Well, it worked for me. I reproduced the calendar crash again, and it got printed to the system journal and is visible in coredumpctl.

Comment 15 Zbigniew Jędrzejewski-Szmek 2022-10-24 19:29:34 UTC
I'm fairly confident that the patch fixes the issue, though not 100%. Please test the build
that will be started soon.

Comment 16 Fedora Update System 2022-10-24 20:05:46 UTC
FEDORA-2022-c72fd8b071 has been submitted as an update to Fedora 37. https://bodhi.fedoraproject.org/updates/FEDORA-2022-c72fd8b071

Comment 17 Fedora Update System 2022-10-25 11:34:54 UTC
FEDORA-2022-c72fd8b071 has been pushed to the Fedora 37 testing repository.
Soon you'll be able to install the update with the following command:
`sudo dnf upgrade --enablerepo=updates-testing --refresh --advisory=FEDORA-2022-c72fd8b071`
You can provide feedback for this update here: https://bodhi.fedoraproject.org/updates/FEDORA-2022-c72fd8b071

See also https://fedoraproject.org/wiki/QA:Updates_Testing for more information on how to test updates.

Comment 18 Kamil Páral 2022-10-25 12:31:48 UTC
(In reply to Fedora Update System from comment #16)
> FEDORA-2022-c72fd8b071 has been submitted as an update to Fedora 37.
> https://bodhi.fedoraproject.org/updates/FEDORA-2022-c72fd8b071

Thanks, it is fixed for me.

(Note: While system-coredump works now, ABRT doesn't, for that particular crash. I reported that as bug 2137249 ).

Comment 19 Fedora Update System 2022-11-02 19:53:14 UTC
FEDORA-2022-c72fd8b071 has been pushed to the Fedora 37 stable repository.
If problem still persists, please make note of it in this bug report.

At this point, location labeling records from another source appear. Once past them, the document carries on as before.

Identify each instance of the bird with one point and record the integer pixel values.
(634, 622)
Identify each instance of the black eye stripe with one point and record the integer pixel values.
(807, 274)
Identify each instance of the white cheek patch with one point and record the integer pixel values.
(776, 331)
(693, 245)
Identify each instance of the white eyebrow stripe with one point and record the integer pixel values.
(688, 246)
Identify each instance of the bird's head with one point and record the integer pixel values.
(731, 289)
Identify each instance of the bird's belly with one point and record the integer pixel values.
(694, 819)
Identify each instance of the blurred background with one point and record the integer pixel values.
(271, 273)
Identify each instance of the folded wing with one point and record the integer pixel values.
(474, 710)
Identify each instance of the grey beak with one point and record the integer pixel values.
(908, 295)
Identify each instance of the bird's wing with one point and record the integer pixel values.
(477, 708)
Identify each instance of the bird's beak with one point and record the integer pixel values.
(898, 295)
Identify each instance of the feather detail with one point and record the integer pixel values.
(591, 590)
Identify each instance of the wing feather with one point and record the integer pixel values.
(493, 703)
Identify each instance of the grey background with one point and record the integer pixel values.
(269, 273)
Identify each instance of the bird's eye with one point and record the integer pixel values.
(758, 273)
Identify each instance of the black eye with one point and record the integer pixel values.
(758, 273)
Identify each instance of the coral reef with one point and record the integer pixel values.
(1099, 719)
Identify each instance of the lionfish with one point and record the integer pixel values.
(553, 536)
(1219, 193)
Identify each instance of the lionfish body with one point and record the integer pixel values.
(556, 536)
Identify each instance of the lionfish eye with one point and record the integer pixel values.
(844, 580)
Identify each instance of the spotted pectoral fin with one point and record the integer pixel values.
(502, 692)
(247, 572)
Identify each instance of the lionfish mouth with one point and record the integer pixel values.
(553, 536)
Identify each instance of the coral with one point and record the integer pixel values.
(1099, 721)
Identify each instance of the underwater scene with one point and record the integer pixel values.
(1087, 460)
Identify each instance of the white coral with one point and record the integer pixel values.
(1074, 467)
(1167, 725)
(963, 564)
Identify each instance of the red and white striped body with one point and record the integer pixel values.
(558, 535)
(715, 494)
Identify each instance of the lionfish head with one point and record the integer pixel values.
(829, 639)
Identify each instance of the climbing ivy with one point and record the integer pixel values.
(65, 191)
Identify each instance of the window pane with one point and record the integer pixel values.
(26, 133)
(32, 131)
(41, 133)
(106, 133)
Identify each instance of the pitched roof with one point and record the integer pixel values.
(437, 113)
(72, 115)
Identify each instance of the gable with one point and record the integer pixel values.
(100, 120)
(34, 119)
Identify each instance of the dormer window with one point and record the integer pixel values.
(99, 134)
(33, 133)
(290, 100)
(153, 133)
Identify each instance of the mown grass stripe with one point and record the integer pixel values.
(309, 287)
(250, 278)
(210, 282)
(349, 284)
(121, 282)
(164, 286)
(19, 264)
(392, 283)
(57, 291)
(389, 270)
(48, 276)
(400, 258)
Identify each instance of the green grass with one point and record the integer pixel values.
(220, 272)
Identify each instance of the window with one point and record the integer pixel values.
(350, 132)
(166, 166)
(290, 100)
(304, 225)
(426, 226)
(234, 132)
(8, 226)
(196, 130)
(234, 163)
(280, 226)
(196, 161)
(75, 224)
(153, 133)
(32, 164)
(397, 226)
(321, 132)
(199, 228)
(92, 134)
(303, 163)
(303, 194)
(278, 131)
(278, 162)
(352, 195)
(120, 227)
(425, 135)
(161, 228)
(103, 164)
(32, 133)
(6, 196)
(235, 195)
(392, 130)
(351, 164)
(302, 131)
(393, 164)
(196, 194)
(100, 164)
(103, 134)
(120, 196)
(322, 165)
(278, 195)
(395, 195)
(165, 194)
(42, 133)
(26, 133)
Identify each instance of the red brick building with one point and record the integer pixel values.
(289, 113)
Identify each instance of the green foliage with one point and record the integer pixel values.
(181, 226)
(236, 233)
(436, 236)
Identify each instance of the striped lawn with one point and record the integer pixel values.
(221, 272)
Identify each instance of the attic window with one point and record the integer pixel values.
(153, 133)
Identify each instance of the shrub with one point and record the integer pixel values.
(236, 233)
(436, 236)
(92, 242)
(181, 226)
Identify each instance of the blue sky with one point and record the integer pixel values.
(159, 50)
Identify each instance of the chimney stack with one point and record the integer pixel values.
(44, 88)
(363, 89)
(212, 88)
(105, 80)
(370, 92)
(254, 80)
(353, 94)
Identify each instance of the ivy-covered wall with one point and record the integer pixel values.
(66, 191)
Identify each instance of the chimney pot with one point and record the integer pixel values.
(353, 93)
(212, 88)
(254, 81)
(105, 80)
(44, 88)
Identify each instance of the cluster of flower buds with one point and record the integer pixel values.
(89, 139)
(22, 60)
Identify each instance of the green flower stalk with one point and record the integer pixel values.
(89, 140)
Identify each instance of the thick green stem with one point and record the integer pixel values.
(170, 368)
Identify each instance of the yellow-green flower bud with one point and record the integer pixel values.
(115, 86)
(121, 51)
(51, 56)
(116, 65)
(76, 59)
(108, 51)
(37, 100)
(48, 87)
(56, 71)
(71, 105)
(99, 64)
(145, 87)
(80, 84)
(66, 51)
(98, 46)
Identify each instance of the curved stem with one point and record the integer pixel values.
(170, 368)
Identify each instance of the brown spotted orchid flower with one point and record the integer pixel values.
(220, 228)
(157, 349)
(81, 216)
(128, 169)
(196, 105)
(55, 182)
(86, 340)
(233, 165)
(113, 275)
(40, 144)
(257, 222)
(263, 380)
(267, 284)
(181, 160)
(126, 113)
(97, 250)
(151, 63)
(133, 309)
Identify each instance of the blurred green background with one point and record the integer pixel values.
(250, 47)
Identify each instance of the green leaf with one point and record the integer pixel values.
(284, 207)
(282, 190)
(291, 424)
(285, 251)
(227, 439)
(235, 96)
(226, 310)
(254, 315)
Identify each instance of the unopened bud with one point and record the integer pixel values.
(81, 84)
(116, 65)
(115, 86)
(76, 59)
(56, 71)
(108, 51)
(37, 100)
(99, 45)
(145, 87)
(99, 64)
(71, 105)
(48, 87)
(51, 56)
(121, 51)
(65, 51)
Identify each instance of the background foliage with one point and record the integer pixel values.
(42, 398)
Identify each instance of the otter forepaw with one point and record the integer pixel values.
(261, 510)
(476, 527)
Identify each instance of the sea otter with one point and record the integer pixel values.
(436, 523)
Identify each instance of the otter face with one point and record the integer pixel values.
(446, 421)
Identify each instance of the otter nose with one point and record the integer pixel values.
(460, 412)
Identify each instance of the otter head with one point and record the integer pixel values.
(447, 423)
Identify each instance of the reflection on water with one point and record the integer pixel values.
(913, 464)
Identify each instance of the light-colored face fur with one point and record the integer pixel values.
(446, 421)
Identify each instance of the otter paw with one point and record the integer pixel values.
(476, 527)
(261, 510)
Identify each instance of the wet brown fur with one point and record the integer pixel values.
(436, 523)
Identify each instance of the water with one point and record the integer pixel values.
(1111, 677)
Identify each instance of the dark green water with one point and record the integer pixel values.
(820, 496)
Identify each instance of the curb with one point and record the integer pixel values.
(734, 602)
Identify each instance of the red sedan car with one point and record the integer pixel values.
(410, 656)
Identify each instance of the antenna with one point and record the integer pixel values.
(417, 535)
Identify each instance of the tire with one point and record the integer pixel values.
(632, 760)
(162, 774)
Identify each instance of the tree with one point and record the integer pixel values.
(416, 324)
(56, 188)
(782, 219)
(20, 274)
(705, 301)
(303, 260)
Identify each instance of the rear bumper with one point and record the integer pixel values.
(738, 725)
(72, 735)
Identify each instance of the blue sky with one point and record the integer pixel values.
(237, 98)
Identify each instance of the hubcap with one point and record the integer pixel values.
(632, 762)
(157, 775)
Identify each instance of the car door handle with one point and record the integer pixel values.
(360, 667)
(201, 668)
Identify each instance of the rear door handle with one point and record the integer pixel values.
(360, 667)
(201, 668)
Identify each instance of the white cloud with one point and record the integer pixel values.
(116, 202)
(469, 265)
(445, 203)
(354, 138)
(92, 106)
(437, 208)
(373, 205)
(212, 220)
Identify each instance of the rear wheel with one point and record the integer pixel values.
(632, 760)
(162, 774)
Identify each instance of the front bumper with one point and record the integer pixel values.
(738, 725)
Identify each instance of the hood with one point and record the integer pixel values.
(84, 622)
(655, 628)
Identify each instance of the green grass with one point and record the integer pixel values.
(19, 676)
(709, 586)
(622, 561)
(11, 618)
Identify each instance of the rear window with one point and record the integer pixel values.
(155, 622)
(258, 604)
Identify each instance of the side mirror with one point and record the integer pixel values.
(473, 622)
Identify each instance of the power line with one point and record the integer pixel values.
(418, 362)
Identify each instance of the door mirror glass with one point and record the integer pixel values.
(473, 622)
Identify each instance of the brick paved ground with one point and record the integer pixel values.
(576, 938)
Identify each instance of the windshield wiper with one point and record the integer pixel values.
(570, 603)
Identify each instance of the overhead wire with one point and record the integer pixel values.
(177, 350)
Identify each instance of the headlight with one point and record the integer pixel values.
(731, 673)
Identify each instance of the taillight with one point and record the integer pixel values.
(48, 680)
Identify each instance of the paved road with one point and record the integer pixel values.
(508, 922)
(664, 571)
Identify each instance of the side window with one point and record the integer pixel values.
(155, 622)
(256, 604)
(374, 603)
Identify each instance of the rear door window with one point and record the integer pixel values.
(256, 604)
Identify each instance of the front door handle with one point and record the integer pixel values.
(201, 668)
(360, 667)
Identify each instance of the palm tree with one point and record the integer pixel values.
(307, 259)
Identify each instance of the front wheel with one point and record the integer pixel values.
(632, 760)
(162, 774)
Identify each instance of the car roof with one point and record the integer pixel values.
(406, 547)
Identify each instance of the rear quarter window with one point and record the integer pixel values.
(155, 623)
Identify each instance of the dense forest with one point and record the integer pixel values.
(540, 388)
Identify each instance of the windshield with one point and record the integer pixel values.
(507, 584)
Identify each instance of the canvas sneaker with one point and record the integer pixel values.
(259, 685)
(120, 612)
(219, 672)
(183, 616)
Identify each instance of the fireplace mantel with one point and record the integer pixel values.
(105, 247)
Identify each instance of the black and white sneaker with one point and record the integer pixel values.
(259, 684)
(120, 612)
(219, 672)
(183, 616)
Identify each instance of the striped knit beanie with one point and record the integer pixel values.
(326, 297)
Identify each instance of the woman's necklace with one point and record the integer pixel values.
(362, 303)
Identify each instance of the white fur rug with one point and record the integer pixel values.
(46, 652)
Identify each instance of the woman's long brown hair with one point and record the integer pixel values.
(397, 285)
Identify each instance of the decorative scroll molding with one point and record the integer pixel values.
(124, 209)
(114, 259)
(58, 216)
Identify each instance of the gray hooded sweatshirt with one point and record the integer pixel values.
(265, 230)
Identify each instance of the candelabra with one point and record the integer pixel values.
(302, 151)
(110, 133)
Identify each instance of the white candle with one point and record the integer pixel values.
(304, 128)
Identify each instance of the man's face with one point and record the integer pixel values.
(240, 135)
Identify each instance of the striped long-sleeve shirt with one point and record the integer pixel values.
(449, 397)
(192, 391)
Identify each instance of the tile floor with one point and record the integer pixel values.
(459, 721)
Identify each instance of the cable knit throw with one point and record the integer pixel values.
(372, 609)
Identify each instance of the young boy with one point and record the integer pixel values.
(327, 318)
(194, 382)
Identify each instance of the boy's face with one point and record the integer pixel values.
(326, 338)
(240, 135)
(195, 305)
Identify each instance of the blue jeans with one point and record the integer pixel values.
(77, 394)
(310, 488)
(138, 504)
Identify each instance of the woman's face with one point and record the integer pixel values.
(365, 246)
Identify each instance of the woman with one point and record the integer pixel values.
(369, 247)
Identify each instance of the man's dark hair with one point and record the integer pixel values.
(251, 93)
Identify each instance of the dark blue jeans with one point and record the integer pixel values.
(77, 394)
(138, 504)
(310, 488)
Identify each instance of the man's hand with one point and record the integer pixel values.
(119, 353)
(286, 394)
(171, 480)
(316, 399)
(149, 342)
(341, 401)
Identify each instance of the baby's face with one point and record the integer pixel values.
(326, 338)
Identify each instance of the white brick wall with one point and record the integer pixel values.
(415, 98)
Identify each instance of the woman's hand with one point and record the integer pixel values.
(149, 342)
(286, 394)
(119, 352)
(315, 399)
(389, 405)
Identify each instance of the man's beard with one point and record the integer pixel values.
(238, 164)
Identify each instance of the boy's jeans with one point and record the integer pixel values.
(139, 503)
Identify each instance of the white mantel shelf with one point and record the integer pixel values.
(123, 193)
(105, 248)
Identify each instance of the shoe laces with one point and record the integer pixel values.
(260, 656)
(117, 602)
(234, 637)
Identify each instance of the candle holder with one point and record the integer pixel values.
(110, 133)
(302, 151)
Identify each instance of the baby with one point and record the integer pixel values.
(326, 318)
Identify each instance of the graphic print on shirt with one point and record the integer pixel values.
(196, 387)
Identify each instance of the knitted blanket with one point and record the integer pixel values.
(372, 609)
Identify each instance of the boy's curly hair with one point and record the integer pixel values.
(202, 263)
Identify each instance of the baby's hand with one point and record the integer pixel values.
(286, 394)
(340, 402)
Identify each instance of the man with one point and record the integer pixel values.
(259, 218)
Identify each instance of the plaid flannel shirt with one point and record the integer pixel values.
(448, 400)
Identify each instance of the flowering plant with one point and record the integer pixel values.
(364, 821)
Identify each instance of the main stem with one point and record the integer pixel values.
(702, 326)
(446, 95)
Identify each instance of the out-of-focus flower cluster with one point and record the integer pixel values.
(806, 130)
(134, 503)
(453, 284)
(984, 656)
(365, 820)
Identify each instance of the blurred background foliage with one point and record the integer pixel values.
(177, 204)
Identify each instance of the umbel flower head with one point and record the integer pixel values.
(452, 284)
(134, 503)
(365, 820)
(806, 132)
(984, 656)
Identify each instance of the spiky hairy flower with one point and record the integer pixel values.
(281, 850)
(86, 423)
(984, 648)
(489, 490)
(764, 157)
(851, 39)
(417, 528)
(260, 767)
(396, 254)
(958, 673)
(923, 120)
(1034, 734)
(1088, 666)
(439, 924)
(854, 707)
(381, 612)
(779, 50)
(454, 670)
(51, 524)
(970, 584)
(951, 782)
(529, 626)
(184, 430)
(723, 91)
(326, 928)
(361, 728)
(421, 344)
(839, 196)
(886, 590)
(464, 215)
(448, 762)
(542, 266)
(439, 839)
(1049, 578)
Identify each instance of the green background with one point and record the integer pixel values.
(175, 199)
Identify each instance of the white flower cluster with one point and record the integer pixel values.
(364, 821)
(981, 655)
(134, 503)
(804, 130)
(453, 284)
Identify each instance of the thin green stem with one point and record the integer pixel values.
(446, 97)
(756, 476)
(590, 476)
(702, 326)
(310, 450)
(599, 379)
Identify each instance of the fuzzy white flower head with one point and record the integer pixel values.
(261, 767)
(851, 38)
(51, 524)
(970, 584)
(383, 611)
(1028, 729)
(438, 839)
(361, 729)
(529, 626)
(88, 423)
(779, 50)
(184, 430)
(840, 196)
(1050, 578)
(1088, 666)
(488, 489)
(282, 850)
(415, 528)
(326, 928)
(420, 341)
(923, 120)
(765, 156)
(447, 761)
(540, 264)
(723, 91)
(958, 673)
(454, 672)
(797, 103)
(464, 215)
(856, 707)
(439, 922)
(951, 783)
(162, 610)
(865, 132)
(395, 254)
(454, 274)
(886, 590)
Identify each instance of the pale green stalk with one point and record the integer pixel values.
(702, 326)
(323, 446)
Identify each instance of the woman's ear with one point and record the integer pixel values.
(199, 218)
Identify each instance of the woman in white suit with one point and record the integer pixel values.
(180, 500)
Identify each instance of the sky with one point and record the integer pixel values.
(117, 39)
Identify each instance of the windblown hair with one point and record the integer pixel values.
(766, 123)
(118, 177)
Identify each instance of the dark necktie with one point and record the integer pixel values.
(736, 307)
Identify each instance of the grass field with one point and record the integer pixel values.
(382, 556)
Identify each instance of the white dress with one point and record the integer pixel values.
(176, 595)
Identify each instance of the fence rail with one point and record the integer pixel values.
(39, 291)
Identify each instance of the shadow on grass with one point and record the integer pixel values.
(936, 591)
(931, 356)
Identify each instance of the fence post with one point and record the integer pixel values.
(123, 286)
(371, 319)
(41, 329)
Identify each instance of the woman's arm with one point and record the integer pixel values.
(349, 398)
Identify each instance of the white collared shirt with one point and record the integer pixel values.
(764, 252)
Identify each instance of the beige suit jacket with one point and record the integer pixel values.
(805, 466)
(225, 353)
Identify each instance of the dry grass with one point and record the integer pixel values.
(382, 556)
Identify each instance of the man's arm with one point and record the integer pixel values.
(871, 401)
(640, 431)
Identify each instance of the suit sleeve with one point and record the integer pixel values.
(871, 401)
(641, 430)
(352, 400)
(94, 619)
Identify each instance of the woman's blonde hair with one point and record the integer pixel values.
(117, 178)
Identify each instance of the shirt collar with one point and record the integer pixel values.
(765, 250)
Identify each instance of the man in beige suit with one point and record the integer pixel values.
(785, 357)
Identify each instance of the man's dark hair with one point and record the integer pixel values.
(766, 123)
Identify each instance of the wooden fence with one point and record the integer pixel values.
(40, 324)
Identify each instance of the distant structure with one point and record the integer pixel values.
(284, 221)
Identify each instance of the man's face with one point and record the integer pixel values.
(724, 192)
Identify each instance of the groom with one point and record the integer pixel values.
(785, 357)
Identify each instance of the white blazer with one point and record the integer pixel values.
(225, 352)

Comment 20 Fedora Update System 2022-12-20 19:17:35 UTC
FEDORA-2022-ef4f57b072 has been submitted as an update to Fedora 36. https://bodhi.fedoraproject.org/updates/FEDORA-2022-ef4f57b072

Comment 21 Fedora Update System 2022-12-21 02:26:24 UTC
FEDORA-2022-ef4f57b072 has been pushed to the Fedora 36 testing repository.
Soon you'll be able to install the update with the following command:
`sudo dnf upgrade --enablerepo=updates-testing --refresh --advisory=FEDORA-2022-ef4f57b072`
You can provide feedback for this update here: https://bodhi.fedoraproject.org/updates/FEDORA-2022-ef4f57b072

See also https://fedoraproject.org/wiki/QA:Updates_Testing for more information on how to test updates.

Comment 22 Fedora Update System 2022-12-31 01:16:10 UTC
FEDORA-2022-ef4f57b072 has been pushed to the Fedora 36 stable repository.
If problem still persists, please make note of it in this bug report.